Henri is actually a magic wand that takes you back to childhood. You literally cannot hold a kite and not be filled with wonder and joy and peace. Anything that might be bothering you just miraculously…..disappears. This happens for two reasons: 1) your focusing on getting your kite higher and higher without having the string ripped out of your hands, and 2) you’re just staring up at its majestic beauty with your jaw hanging slack.
We saw kites flying in the skies all over Bali. In fact, Bali has a very large annual kite festival. In Bali, they believe that kites carry messages for a good harvest to the Hindu gods.

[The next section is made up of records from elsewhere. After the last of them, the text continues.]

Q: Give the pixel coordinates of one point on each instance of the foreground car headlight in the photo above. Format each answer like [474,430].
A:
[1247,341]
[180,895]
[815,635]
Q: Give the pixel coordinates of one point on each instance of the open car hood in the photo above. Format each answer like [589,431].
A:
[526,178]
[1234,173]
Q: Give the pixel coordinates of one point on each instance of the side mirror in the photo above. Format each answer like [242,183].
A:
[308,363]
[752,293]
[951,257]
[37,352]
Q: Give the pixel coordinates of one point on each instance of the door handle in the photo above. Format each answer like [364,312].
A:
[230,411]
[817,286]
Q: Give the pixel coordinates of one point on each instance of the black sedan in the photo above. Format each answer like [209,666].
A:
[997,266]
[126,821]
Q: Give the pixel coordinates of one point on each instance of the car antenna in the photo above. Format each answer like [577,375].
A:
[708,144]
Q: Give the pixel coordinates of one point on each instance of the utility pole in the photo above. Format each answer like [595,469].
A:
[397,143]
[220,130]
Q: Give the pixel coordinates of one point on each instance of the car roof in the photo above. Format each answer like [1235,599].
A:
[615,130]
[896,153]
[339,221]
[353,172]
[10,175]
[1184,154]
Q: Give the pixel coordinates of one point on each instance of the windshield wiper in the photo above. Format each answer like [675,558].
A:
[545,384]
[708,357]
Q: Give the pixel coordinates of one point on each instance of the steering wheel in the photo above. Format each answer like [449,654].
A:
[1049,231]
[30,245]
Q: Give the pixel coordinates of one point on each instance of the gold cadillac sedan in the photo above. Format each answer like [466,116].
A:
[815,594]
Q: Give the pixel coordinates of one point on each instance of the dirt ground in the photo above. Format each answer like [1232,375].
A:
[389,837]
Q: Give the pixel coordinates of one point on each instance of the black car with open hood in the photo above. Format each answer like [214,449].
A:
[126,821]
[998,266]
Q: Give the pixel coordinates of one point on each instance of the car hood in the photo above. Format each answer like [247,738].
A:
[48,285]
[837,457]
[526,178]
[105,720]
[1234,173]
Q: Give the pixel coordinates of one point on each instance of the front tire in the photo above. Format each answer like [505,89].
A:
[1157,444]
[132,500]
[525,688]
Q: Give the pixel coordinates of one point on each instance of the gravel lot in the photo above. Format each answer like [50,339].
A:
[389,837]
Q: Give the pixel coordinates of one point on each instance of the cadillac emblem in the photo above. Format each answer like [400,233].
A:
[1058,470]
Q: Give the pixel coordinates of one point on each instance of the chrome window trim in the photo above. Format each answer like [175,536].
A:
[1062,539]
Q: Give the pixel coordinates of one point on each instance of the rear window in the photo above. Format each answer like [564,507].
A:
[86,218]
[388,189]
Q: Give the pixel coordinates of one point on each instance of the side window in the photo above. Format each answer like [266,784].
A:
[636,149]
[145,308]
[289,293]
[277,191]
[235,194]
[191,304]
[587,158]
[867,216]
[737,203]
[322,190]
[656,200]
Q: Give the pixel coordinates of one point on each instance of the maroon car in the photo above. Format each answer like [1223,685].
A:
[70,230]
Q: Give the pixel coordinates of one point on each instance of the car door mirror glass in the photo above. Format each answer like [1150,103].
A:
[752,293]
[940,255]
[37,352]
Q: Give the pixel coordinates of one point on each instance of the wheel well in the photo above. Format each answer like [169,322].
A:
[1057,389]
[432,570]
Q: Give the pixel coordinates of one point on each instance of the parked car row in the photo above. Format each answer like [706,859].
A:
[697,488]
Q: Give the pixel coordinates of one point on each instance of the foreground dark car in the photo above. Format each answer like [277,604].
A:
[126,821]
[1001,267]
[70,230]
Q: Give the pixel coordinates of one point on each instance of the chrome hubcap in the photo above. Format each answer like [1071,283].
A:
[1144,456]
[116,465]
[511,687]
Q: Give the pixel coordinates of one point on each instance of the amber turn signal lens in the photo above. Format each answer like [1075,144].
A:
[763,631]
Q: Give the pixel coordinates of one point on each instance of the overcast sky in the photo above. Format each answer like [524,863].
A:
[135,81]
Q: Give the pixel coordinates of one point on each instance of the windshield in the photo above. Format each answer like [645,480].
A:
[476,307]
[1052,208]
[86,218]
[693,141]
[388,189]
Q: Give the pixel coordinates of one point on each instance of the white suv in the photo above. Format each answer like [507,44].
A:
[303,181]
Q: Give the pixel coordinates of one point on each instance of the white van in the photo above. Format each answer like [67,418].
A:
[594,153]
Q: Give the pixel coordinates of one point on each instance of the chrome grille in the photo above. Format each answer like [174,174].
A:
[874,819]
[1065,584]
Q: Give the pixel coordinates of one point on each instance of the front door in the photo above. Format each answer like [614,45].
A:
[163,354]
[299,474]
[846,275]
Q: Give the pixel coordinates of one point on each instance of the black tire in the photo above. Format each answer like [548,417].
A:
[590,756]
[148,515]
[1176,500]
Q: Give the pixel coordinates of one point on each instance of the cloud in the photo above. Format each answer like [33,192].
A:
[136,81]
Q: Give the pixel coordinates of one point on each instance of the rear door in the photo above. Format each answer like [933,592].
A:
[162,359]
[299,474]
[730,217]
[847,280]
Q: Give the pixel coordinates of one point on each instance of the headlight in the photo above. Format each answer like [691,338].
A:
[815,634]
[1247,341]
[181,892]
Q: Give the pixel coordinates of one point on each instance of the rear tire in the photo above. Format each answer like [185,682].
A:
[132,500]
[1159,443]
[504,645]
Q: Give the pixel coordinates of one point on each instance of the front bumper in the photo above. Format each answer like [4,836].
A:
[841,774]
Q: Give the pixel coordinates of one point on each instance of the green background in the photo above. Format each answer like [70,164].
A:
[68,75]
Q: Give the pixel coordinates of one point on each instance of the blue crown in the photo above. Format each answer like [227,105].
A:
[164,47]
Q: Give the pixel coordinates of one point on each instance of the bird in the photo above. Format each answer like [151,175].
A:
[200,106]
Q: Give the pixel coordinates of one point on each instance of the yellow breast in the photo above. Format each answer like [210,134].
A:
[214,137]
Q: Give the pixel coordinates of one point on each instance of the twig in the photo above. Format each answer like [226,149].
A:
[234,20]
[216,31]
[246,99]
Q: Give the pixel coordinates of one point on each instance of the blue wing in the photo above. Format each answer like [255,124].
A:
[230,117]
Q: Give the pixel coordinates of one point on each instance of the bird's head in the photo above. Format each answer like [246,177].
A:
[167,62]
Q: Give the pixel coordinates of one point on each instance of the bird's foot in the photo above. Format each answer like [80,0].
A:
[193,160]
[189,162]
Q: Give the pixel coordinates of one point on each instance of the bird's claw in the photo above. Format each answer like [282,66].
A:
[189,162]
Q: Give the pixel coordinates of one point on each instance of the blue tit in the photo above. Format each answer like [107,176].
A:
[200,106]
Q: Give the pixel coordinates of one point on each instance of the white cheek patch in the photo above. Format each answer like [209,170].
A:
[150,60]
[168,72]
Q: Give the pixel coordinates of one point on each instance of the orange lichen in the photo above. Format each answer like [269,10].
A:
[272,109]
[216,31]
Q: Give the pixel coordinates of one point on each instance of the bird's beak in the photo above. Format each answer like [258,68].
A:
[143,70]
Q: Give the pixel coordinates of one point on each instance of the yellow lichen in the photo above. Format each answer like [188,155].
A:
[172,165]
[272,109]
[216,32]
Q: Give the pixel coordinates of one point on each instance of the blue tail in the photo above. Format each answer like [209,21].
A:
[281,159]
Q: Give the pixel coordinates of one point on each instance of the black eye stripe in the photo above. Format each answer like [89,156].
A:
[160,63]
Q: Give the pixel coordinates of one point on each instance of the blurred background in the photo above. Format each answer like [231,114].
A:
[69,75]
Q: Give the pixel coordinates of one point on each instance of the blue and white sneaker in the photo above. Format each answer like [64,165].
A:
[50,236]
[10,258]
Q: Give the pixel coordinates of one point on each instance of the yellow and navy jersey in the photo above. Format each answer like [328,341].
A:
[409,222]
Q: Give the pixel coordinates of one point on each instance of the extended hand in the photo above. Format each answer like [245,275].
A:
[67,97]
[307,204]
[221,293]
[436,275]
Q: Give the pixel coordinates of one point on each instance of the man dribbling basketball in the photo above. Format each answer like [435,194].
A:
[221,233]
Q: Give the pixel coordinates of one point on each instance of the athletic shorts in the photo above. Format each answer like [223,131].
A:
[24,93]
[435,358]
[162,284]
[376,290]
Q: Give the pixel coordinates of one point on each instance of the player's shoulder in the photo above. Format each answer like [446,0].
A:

As it was, we saw them every day while we were there, tiny dark specks floating high above the ground. Sometimes we’d get close enough to make out the shape of a ship or a turtle or a fish, but we were never able to see the people holding the invisible string attached to these floating time machines.
Yes, time machine. Because, honestly, when’s the last time you flew a kite? I know for me, it had been a very, very long time. Not since I was a kid. I definitely had forgotten how magical they could be.
I guess I’m not alone in this feeling. In fact, a director who made a documentary about Bali’s kite-flying culture said this in the Jakarta Post:
“We believe that those who fly kites are possessed by the wind,” says Yoka Sara. “And in that blissful state anything they do will be forgiven, in the way that children are forgiven. It is a return to childhood.”…
An architect by trade Yoka Sara produced the film because he believes that people in Indonesia and abroad should learn more about the hard work, meticulous artistry and sacred traditions that are involved in sending kites skyward in Bali.
So when we saw a vendor selling them on the beach, we jumped at the chance to get one.
There’s just something about standing on a warm sunny beach, with a beer nestled in the sand nearby, and leaning your head far back, squinting up at a pretty thing in a bright blue sky that brings on a sense of smallness and tranquility.
We loved Henri so much that when it came time to leave Bali, I insisted we bring him home. Even though it was in no way practical. Keep in mind that Henri’s around three feet long and made of silk and fragile thin bamboo-type rods. And, our trip home had multiple legs. I took Henri from the St. Regis in Bali, through the airport security, on the plane to Bangkok, off the plane in Bangkok, to the hotel in Bangkok, on our errands the next day, to the Bangkok airport, through the airport security, on the flight to Munich, off the plane in Munich, to the hotel in Munich, through the airport security, and onto the flight to D.C. And then, finally, home.
Nevertheless, he’s the best thing we’ve ever bought on a trip. Hands down.
We’ve flown him twice since our trip, at a park near the airport here in D.C. And even though it hasn’t been as smooth and carefree as our Bali beach experiences (our fragile little Henri is starting to show some wear and tear, and the wind is a bit inconsistent here this time of year), he still has a way of turning a bad day into a much better one.